7月1日(ロイター) - 日産(7201.T)のイワン・エスピノサCEOは、水曜に同社が第2四半期の米国向け車両販売が小幅に増えたと報告したことを喜んだ。だが、まだ長い道のりがあることも分かっている。
2025年4月に日本の自動車メーカーのトップに就いたエスピノサは、自身の復活戦略の中で米国を中核に据えている。日産の米国市場シェアは6%台前半で推移しており、10年前の約9%から低下している。
メキシコ国籍の47歳のエスピノサは、日産が米国で道を見失ったという自身の見解を率直に語っている。売上を伸ばそうとし過ぎた結果、品質とイメージの問題につながったと、CEOは水曜の取材でロイターに述べた。

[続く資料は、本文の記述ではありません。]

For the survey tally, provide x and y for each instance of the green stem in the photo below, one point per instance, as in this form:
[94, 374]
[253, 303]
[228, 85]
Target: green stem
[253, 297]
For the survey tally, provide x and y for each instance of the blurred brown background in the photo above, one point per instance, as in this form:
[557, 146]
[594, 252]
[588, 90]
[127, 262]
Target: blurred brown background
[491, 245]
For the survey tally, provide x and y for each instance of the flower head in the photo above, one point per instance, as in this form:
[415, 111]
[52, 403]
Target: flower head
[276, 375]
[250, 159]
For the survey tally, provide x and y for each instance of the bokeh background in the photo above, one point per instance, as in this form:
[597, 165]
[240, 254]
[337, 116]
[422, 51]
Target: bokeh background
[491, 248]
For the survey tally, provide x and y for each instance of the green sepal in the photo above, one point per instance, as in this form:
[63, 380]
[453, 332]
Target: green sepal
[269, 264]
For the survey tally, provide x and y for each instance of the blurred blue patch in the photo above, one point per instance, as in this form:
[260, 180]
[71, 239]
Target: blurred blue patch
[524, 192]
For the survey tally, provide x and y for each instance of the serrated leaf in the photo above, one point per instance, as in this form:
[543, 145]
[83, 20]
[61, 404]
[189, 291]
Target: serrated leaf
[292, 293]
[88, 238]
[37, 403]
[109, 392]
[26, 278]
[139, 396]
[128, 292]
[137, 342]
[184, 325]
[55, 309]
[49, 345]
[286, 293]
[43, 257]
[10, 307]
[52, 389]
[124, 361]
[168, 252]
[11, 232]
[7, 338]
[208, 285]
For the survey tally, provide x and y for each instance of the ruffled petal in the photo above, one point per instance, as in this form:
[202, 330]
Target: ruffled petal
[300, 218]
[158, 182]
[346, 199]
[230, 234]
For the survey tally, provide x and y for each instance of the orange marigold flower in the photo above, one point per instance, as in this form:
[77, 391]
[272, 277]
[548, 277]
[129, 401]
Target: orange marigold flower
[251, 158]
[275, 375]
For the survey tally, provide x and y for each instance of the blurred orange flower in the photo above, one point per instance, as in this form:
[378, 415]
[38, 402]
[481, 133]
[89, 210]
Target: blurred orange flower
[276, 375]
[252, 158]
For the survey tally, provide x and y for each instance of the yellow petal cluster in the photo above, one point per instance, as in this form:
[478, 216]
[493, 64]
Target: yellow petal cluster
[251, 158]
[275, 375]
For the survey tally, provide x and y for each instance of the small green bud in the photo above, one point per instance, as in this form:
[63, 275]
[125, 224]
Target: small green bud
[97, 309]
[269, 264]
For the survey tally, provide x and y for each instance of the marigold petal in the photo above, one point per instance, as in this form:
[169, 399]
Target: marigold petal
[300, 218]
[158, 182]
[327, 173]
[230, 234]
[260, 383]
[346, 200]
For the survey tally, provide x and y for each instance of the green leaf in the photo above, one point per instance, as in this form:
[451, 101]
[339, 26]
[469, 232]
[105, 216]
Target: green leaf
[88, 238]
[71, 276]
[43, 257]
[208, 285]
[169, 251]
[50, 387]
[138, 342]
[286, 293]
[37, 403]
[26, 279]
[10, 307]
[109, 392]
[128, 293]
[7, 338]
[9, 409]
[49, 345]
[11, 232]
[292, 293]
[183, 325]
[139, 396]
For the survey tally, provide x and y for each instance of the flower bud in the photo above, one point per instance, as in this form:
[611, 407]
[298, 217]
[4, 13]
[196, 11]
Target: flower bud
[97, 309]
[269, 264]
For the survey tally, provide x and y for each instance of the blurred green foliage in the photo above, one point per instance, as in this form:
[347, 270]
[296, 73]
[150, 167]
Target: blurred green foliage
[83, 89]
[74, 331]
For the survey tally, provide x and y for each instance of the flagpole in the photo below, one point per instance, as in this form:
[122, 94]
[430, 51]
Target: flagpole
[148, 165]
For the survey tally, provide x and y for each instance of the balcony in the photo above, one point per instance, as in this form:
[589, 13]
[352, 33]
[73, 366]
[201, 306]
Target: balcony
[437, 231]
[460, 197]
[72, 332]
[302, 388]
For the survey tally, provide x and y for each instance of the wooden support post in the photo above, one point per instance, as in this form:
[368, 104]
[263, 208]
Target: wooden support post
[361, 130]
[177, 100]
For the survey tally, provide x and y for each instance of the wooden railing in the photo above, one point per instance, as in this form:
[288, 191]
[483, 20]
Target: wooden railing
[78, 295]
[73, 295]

過去10年の大半にわたり、日産はより多くの車を売って市場シェアを押し上げるため、異例ともいえる大幅な値引きを提示してきた。販売店は、これが中古車の残価(リセールバリュー)を損なっているとみている。レンタカー会社向けの強気な販売も販売促進の手段だが、その結果ブランドのイメージが安っぽくなったとエスピノーサ氏は語った。
前はこうでした。つまり「とにかく台数、台数、台数を」と。これは、車の会社を運営する良いやり方ではない、と同氏は述べ、さらにレンタル市場からは基本的に「距離を置いていたい」と付け加えた。
今日、CEOは健全な販売成長を目指していると述べている。日産は、販売台数の伸びを左右する新車購入者の調査として注目度が高いJDパワー調査での最近の好成績を含め、自社車両の品質を売りにしている。エスピノーサ氏は、今後投入される新モデルの流入も、米国での反転(挽回)を目指す取り組みを後押しするとしている。
その中でも最初の一つが、日産のコンパクトSUV「ローグ」のハイブリッド版だ。同車は同社の最上位の販売モデルで、今年後半に発売予定。エスピノーサ氏は、日産がハイブリッド車で顧客獲得の好機を逃したと語った。ハイブリッド車はここ数年で人気が急上昇しており、とりわけイラン戦争によるガソリン価格の上昇が追い風になっている。
日産はまた、トラックのようなフレームをベースにした新しいタフなSUVの投入も計画している。これには、1990年代から2010年代半ばまで米国で販売されていたXterraの再投入も含まれる。
米国での戦略は、コストを抑えるため日産の世界での製造拠点と従業員規模を15%削減するなどの包括的な復活計画の一部だ。日産はまた、ホンダとの合併計画が頓挫したことを受け、車両テクノロジーの開発を支援してくれる提携先を探している。7267.T は新しいタブで開きます。
ワシントンD.C.近郊で日産の店舗を所有するハリー・クリスウェル氏は、元プロダクトプランナーであるエスピノーサ氏なら、販売店は前向きに期待していると述べた。
うまくいくのは、彼が「必須」級の商品を出せるかどうかだ、とクリスウェル氏は言った。